12 April 2023
SEOUL – Korea Selatan pada hari Selasa mengecam keras klaim terbaru Jepang atas pulau Dokdo dan memanggil wakil utusan Tokyo untuk Seoul, karena ketegangan kembali berkobar menjelang kemungkinan pertemuan puncak di sela-sela pertemuan Kelompok Tujuh di Tokyo yang akan diadakan pada bulan Mei.
“Buku biru Jepang menegaskan kembali klaimnya yang tidak masuk akal terhadap Dokdo – pulau kecil yang jelas-jelas milik kita, secara historis, geografis, dan hukum,” kata Kementerian Luar Negeri di Seoul dalam sebuah pernyataan, mengacu pada tinjauan tahunan kebijakan luar negeri yang dikeluarkan pada bulan April. Buku tersebut telah mendukung klaim tersebut terhadap Dokdo selama lima tahun terakhir.
Pemerintah Korea, tambah Kementerian Luar Negeri Seoul, akan menolak “setiap dan semua tuntutan yang masuk akal” untuk mematuhinya, dan menyampaikan pengaduan secara langsung dengan memanggil Naoki Kumagai, wakil kepala misi di kedutaan Jepang.
Peningkatan ketegangan terbaru terjadi pada saat Seoul berusaha untuk mengatasi perselisihan bersejarah mengenai kerja paksa di Tokyo pada masa perang selama Perang Dunia II yang menyebabkan para korban di Korea tidak mendapatkan permintaan maaf dan kompensasi yang layak atas pelanggaran hak asasi manusia.
Untuk menunjukkan itikad baik, pemerintahan Yoon Suk Yeol mengumumkan keputusan pada tanggal 6 Maret yang tidak meminta maaf secara resmi dan memberikan kompensasi langsung kepada perusahaan-perusahaan Jepang yang dinyatakan bertanggung jawab berdasarkan keputusan pengadilan Korea pada tahun 2018.

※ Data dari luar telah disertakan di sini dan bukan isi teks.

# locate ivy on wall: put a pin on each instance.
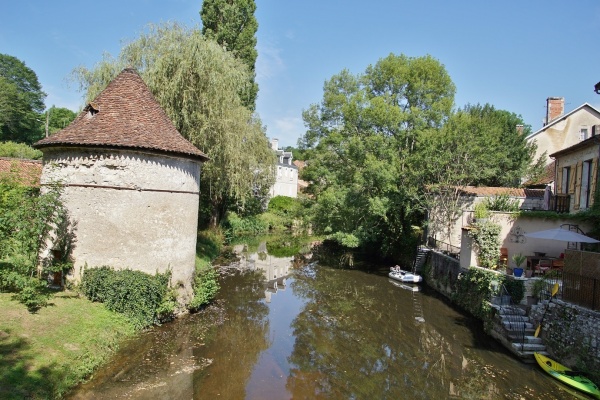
(486, 236)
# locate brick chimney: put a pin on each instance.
(555, 107)
(520, 129)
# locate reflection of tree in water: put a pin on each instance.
(236, 345)
(335, 356)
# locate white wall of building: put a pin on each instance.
(130, 209)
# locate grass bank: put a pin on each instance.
(43, 355)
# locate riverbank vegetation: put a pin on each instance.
(43, 355)
(385, 146)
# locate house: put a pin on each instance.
(286, 176)
(302, 184)
(576, 174)
(27, 172)
(564, 130)
(130, 184)
(447, 235)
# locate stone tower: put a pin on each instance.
(131, 184)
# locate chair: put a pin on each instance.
(543, 266)
(503, 257)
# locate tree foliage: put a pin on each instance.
(361, 140)
(477, 146)
(19, 150)
(21, 101)
(197, 84)
(27, 218)
(58, 118)
(231, 23)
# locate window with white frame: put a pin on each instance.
(583, 133)
(584, 195)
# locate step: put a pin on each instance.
(516, 325)
(514, 318)
(529, 347)
(517, 335)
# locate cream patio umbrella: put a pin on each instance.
(563, 235)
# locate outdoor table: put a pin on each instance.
(532, 261)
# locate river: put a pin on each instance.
(283, 330)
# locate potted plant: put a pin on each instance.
(518, 259)
(480, 212)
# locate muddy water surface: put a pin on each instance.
(307, 332)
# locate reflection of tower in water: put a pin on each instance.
(275, 269)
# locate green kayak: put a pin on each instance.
(567, 376)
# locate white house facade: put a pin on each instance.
(286, 174)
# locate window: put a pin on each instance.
(586, 174)
(583, 133)
(565, 182)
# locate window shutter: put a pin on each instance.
(558, 174)
(578, 184)
(593, 180)
(572, 178)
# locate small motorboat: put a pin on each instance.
(410, 288)
(404, 276)
(567, 376)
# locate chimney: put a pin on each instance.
(520, 129)
(555, 107)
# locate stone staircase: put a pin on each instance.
(512, 328)
(422, 253)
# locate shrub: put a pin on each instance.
(19, 150)
(234, 225)
(502, 202)
(486, 236)
(143, 298)
(284, 206)
(206, 286)
(27, 218)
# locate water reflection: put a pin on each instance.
(280, 330)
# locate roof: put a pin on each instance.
(124, 115)
(497, 191)
(557, 119)
(300, 164)
(594, 140)
(546, 178)
(27, 172)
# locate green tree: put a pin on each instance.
(58, 118)
(19, 150)
(478, 146)
(360, 140)
(232, 24)
(21, 101)
(196, 82)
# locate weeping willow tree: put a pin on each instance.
(199, 85)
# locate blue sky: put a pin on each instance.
(511, 54)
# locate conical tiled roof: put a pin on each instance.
(126, 115)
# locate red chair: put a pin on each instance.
(543, 266)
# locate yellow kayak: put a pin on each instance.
(567, 376)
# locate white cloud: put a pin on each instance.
(288, 130)
(269, 62)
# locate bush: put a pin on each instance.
(145, 299)
(233, 225)
(284, 206)
(206, 286)
(502, 202)
(27, 218)
(19, 150)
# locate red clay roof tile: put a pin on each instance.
(126, 115)
(27, 172)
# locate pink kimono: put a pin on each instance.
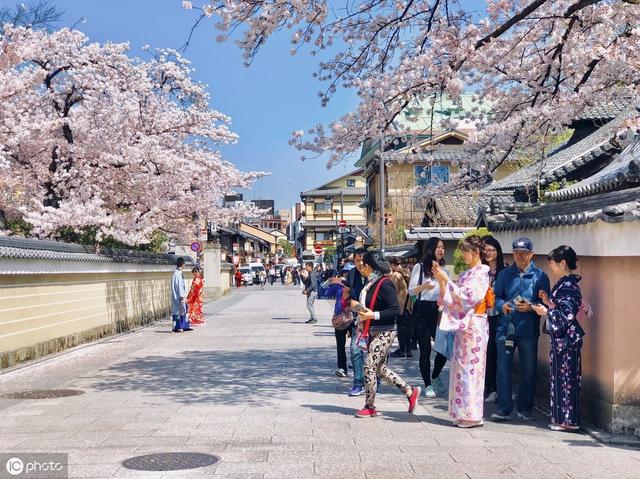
(466, 377)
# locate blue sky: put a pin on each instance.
(266, 101)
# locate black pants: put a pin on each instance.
(438, 364)
(490, 384)
(406, 326)
(426, 321)
(341, 341)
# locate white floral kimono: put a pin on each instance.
(466, 378)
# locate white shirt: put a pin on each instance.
(427, 294)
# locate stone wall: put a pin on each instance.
(609, 261)
(55, 296)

Sejak bulan Maret, Seoul telah menunggu Tokyo untuk menerapkan “tanggapan yang tulus” terhadap inisiatif bulan Maret tersebut, yang akan melibatkan perusahaan-perusahaan Jepang yang berkontribusi pada dana Korea yang akan disalurkan kepada para korban atau dana Korea-Jepang yang dimaksudkan untuk membantu para korban. digunakan untuk generasi muda Korea sebagai simbol rekonsiliasi. Hal ini tidak terjadi karena Jepang tidak menunjukkan tanda-tanda akan mengubah status quo.
Jepang mempertahankan perjanjian tahun 1965 yang menormalisasi hubungan bilateral setelah kemerdekaan Seoul dari Tokyo pada tahun 1945 menyelesaikan masalah tersebut. Buku biru Jepang, yang diluncurkan pada hari Selasa, pada dasarnya menegaskan posisi ini, karena buku tersebut tidak secara spesifik membahas “mempertahankan posisi Jepang sebelumnya dalam pemerintahannya di Semenanjung Korea pada tahun 1910-1945”.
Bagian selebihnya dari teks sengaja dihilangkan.